# 🤝 Contribute to **ImpliRet**

Thank you for contributing!  
You can help in **two** ways:

1. **Add a new retriever implementation** and open a PR.  
2. **Submit ready‑made retrieval results** so we can include them in the leaderboard.

> If you’re only interested in option 2, **skip Step 1** below.


## Step 1 — Add a custom retriever  
*(skip if you only want to upload results)*

Your retriever should be a **Python class** with two methods:

```python
class MyRetriever:
    def __init__(self, corpus: list[str], k: int):
        """Store `corpus` and set the top‑k you’ll retrieve."""

    def retrieve_data(self, query: str) -> tuple[list[str], list[float]]:
        """Return *k* documents and their scores for the given `query`."""
```

Below is a minimal example that wraps `rank_bm25`.  
Feel free to swap in any library or algorithm!


In [10]:
# 🔧 Example skeleton — fill in the TODOs
from rank_bm25 import BM25Okapi
import numpy as np
from typing import List, Tuple

class MyBM25Retriever:
    def __init__(self, corpus: List[str], k: int = 10):
        self.k = k
        self.corpus = corpus
        tokenized = [doc.split() for doc in corpus]
        self.bm25 = BM25Okapi(tokenized)

    def retrieve_data(self, query: str) -> Tuple[List[str], List[float]]:
        tokenized_q = query.split()
        scores = np.array(self.bm25.get_scores(tokenized_q))
        ranked_idx = scores.argsort()[::-1][:self.k]
        return [self.corpus[i] for i in ranked_idx.tolist()], scores[ranked_idx].tolist()
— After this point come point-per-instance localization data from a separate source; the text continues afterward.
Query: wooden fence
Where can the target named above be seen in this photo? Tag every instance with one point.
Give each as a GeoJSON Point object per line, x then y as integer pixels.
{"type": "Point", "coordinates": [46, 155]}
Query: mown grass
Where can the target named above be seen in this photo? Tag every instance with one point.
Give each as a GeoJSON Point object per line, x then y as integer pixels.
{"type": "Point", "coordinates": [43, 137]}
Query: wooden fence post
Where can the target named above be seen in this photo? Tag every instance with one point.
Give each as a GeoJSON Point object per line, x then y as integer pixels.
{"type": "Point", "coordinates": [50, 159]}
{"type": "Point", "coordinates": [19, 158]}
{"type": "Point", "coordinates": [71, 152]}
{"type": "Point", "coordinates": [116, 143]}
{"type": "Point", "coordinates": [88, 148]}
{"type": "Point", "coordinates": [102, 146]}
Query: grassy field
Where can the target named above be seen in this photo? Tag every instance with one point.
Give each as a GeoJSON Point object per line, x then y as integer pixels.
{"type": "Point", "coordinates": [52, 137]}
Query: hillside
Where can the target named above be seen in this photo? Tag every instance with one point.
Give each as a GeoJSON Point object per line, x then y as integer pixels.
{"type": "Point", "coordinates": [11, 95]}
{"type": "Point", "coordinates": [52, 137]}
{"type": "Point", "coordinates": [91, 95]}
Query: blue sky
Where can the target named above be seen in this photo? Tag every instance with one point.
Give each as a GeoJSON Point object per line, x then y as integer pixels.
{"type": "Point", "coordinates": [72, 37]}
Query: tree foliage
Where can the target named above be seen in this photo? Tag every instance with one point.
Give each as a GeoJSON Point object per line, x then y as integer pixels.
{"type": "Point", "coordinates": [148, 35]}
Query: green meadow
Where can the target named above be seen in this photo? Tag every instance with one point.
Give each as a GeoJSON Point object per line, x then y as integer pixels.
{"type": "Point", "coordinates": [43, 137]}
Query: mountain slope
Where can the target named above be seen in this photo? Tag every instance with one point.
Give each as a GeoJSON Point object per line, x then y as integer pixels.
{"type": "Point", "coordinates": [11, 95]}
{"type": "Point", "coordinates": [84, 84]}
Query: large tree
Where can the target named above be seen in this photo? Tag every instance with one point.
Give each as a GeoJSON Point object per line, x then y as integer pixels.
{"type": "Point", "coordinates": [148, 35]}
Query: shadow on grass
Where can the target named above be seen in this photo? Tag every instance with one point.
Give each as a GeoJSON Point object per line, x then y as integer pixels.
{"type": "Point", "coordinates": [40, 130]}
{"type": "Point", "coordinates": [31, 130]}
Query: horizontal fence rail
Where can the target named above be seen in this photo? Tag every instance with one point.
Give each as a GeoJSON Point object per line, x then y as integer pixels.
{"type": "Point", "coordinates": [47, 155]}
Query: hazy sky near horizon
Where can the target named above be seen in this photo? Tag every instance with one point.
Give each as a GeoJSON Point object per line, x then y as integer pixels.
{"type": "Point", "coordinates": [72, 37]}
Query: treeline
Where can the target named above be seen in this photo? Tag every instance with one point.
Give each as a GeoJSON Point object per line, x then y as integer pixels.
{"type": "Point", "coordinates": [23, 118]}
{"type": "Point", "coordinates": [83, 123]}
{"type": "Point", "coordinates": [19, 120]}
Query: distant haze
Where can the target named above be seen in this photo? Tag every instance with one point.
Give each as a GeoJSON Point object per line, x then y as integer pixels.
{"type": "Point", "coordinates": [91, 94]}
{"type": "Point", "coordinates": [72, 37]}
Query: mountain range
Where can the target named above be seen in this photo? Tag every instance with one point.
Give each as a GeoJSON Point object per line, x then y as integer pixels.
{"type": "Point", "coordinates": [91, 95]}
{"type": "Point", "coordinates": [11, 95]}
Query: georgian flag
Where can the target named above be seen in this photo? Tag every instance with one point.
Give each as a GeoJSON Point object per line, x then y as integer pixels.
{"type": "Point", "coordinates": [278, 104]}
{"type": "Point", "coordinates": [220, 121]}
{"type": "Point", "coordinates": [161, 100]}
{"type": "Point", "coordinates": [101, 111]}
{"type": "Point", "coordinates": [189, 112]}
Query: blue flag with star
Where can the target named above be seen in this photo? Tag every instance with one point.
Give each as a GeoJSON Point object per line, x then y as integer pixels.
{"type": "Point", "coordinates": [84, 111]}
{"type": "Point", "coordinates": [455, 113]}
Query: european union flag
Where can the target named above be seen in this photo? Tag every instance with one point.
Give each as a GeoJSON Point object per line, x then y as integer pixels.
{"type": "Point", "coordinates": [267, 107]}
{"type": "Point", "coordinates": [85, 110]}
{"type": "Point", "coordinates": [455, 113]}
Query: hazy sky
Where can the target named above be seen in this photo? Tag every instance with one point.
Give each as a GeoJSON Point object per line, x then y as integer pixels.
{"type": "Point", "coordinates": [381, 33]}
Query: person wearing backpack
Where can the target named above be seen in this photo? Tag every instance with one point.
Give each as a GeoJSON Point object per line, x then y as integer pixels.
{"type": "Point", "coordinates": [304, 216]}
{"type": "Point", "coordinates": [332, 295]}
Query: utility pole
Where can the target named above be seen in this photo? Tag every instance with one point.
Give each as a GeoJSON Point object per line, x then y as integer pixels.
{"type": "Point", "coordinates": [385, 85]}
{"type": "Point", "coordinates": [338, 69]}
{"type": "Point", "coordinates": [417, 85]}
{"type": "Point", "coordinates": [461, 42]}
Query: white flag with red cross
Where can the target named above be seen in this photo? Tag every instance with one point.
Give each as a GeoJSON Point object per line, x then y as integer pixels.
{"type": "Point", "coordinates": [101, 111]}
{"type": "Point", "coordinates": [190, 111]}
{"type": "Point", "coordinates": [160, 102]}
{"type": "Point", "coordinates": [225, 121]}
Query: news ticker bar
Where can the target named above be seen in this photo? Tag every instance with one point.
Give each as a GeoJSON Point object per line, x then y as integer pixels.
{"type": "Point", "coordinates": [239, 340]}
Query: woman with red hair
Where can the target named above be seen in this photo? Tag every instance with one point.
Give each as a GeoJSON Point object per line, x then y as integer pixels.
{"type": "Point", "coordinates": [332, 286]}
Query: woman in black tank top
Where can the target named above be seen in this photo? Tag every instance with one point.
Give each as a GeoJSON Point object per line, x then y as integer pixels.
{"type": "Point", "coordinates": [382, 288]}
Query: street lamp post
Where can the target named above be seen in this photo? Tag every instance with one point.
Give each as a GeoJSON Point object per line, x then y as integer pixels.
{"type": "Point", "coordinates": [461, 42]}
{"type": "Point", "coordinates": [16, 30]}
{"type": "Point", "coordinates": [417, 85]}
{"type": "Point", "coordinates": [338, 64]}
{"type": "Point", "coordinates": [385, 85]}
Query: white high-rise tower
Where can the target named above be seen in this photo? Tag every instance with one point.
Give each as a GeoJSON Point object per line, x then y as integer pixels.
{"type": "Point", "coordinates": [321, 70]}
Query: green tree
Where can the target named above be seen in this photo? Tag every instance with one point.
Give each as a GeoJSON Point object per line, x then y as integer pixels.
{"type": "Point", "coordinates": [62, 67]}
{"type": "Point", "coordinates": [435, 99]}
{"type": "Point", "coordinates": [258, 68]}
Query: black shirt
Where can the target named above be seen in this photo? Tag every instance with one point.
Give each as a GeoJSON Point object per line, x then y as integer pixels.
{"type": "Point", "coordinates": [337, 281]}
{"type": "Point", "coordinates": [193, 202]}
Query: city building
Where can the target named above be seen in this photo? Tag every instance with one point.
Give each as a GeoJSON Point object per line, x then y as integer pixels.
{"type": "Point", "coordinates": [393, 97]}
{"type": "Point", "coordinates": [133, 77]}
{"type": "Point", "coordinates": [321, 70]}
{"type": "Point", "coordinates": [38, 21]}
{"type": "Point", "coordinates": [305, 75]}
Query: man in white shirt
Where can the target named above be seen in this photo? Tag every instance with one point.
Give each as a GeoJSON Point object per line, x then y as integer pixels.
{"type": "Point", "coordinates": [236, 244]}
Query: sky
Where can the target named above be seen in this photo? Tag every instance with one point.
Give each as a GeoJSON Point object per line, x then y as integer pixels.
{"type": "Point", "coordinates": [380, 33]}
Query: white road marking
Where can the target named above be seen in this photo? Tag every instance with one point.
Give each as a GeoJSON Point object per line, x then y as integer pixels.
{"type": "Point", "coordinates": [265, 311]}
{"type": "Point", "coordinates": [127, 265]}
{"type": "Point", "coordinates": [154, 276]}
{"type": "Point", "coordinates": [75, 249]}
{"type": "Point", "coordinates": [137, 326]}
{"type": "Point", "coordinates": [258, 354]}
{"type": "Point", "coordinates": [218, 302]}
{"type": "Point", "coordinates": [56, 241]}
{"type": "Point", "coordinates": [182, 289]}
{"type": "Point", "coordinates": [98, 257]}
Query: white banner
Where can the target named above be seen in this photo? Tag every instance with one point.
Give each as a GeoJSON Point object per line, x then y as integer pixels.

# ——— minimal working example ———
if __name__ == "__main__":
    corpus = [
        "Apple unveils the new iPhone today",
        "Bananas are an excellent source of potassium",
        "Python is a popular programming language",
        "The iPhone features an improved camera system",
        "Oranges are rich in vitamin C"
    ]

    retriever = MyBM25Retriever(corpus, k=2)
    idxs, scrs = retriever.retrieve_data("iPhone camera")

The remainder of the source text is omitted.